The Giants had planned for this week to be one of the most important in franchise history. Carlos Correa was set to be introduced at Oracle Park on Tuesday morning, with a whirlwind media tour after his press conference and a cable-car ride in downtown San Francisco to top it all off.
Instead, the press conference was postponed with a seven-word press release. About 25 hours later, after Correa had shockingly bolted for the New York Mets amid disagreements about his physical, Giants president of baseball operations Farhan Zaidi offered a short statement.
"While we are prohibited from disclosing confidential medical information, as Scott Boras stated publicly, there was a difference of opinion over the results of Carlos' physical examination," Zaidi said in a statement put out by the team. "We wish Carlos the best."
Zaidi and the rest of San Francisco's front office had hoped to make Correa the centerpiece of the franchise after agreeing to terms on a 13-year, $350 million deal. The Giants never officially announced it because they were waiting on the results of a physical taken Monday in San Francisco, and there was a disagreement during that process about a past injury.
While Correa missed time early in his MLB career with a back injury, multiple league sources said the Giants had concerns about an ankle injury he suffered while in the minor leagues. In 2014, when he was a 19-year-old prospect with the Houston Astros, Correa injured his leg on a slide into third base in a High-A game. The Astros later announced that he underwent surgery on a fractured right fibula and a ligament.
It's not unusual for old injuries to concern teams during physicals, but it's rare that deals aren't completed because of something seen during testing, and it's unprecedented for a deal of this magnitude to be shut down. The Giants, having already scheduled a press conference and advertised tickets using Correa's image, saw enough that they felt they needed to hit the pause button.
Correa's team moved quickly after the Giants raised concerns, and by the end of the day Tuesday, he reportedly had a 12-year, $315 million contract with the Mets.
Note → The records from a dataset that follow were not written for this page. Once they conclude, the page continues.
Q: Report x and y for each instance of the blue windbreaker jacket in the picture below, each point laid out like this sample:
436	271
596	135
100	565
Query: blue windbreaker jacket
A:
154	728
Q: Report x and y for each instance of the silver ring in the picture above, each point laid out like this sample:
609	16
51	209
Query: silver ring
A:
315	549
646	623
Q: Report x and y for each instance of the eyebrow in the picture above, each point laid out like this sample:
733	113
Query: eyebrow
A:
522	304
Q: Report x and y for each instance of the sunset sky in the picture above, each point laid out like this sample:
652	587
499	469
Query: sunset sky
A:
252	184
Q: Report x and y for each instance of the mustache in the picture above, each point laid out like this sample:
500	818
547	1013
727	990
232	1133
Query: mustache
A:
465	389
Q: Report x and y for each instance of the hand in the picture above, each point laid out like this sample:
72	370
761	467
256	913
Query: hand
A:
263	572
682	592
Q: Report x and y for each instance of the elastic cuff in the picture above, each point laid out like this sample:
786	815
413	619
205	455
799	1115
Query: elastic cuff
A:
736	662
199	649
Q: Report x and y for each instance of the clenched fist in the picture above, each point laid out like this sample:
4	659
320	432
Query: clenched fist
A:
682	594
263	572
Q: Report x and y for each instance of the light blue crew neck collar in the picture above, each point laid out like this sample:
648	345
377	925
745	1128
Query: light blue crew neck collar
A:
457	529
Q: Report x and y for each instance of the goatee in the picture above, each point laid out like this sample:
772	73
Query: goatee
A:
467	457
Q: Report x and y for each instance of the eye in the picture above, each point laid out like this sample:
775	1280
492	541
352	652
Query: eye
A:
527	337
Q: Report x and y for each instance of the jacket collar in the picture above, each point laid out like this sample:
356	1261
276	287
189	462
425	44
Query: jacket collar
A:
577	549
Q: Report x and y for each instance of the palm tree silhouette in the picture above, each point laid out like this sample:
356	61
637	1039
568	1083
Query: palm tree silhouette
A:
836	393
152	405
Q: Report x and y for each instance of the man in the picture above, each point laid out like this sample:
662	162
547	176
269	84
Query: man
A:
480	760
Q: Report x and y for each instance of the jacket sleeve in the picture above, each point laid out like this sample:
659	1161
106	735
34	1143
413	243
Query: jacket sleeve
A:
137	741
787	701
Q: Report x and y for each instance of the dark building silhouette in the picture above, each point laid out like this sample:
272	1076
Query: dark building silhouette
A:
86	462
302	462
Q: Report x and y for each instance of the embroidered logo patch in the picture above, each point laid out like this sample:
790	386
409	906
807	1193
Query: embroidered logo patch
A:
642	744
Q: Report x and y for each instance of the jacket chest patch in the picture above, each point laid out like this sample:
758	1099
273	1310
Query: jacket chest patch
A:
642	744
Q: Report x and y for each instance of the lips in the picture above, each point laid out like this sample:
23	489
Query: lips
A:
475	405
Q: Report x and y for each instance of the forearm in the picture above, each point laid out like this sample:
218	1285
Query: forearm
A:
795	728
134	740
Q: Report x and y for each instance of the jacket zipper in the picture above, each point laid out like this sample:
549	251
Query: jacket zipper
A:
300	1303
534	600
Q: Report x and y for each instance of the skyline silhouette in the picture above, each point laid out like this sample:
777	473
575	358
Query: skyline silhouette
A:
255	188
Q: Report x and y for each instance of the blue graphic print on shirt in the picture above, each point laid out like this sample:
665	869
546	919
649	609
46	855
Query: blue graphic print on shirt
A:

While that deal is pending a physical, Mets owner Steve Cohen has been so open about it publicly that the team is unlikely to hit any bumps in the road.
San Francisco Giants
Correa's agent, Scott Boras, also has been forthcoming. He told The Athletic's Ken Rosenthal that he informed the Giants that they had been given a reasonable timeframe to come to a decision.
"You're talking about a player who has played eight major-league seasons," Boras said. "There are things in his medical record that happened decades ago. These are all speculative dynamics.
"Every team has a right to go through things and evaluate things. The key thing is, we gave [the Giants] medical reports at the time. They still wanted to sign the player and negotiated with the player."
Boras and Cohen negotiated a new deal late Tuesday night, leaving the Giants to try and pick up the pieces after they backed away from what would have been the second-richest contract in MLB free-agency history. It's unclear what their next step will be, and there isn't an obvious move to save what has become a very disappointing offseason, but when it comes to Correa, the Giants might simply have to wait.
They felt strongly enough about the health concerns that they took a rare step with a player who was set to be the face of their franchise. At the same time, Correa was offered 12 years by the Mets and 10 by his previous organization, the Minnesota Twins.
Years from now, one side will have regrets, but that knowledge won't make the current situation any easier to handle. Giants players and staffers woke up Wednesday to the news that Correa wouldn't be coming to San Francisco. After a day of uncertainty, most were left with nothing but disappointment and anger.